I've noticed surprising difference between performance of Itarable.sum()
and direct for loop with manual sum. Consider this:
import kotlin.system.measureTimeMillis
fun main(args: Array<String>) {
var sink = 0;
repeat(5) {
println(measureTimeMillis {
var sum = 0
for (i in 1..10_000_000) {
sum += i
}
sink += sum
})
}
repeat(5) {
println(measureTimeMillis {
sink += (1..10_000_000).sum()
})
}
}
Surprisingly, using Iterable.sum()
is up to 10 times slower,
compared to the code that is almost identical to sum() implementation.
Why is that?
Update:
When I target js, then sum() is only slightly slower.
measureTimeMillis()
can be defined as:
import kotlin.js.Date
public inline fun measureTimeMillis(block: () -> Unit): Double {
val start = Date.now()
block()
return Date.now() - start
}
Update2:
On same linux machine, jvm sum() is even slower than js. Here are results for 100_000_000 iterations for jvm (Oracle jdk9) and js (latest chrome):
105 // jvm raw loop
76 // jvm raw loop (jit?)
75 // jvm raw loop (jit?)
75 // jvm raw loop (jit?)
70 // jvm raw loop (jit?)
633 // jvm sum()
431 // jvm sum()
562 // jvm sum()
327 // jvm sum() (jit?)
332 // jvm sum() (jit?)
110 // js raw loop
108 // js raw loop
232 // js raw loop
227 // js raw loop
227 // js raw loop
321 // js sum()
284 // js sum()
264 // js sum()
266 // js sum()
265 // js sum()
So, on same machine, jvm seems to be slower than js when using sum()
. Yet another surprise.
Clearly, we're comparing super-optimized tight loops here. I'm seeing quite stable results across repetitions for the "manual sum" and wild variance in the "built-in" case. This indicates GC activity.

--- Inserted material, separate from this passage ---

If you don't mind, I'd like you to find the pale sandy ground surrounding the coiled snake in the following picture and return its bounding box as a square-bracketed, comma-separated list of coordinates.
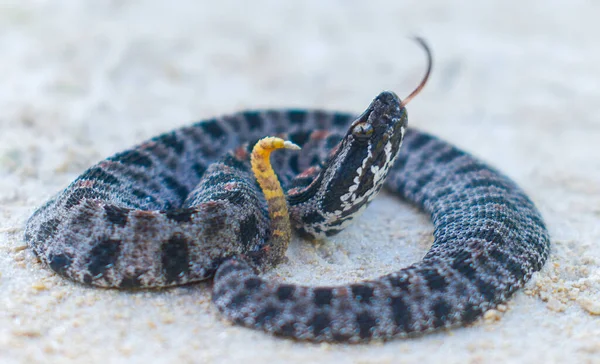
[0, 0, 600, 363]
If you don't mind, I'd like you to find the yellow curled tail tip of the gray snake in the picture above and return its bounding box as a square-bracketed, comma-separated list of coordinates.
[251, 137, 300, 266]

Upon launching VisualVM and using its VisualGC plugin, I confirmed that there's no GC activity during the manual sum computation, but a lot of it in the built-in case.
Looking at the generated bytecode, the difference becomes apparent: the idiom for (i in 1..range) { ... }
compiles directly into a counted loop. This is actually documented:
Integral type ranges (
IntRange
,LongRange
,CharRange
) have an extra feature: they can be iterated over. The compiler takes care of converting this analogously to Java's indexed for-loop, without extra overhead.
Unfortunately, the same optimization doesn't apply to the extension function Iterable.sum()
because it must work for any Iterable
. The compiler could see what's going on and introduce another intrinsic, which would simply convert the whole thing into the resulting sum without computation, or use a direct formula if the range bounds aren't hardcoded.
JavaScript is on a similar footing here because it, too, has a powerful JIT compiler. I can't comment anything specific, but it most probably avoids allocation in the hot loop.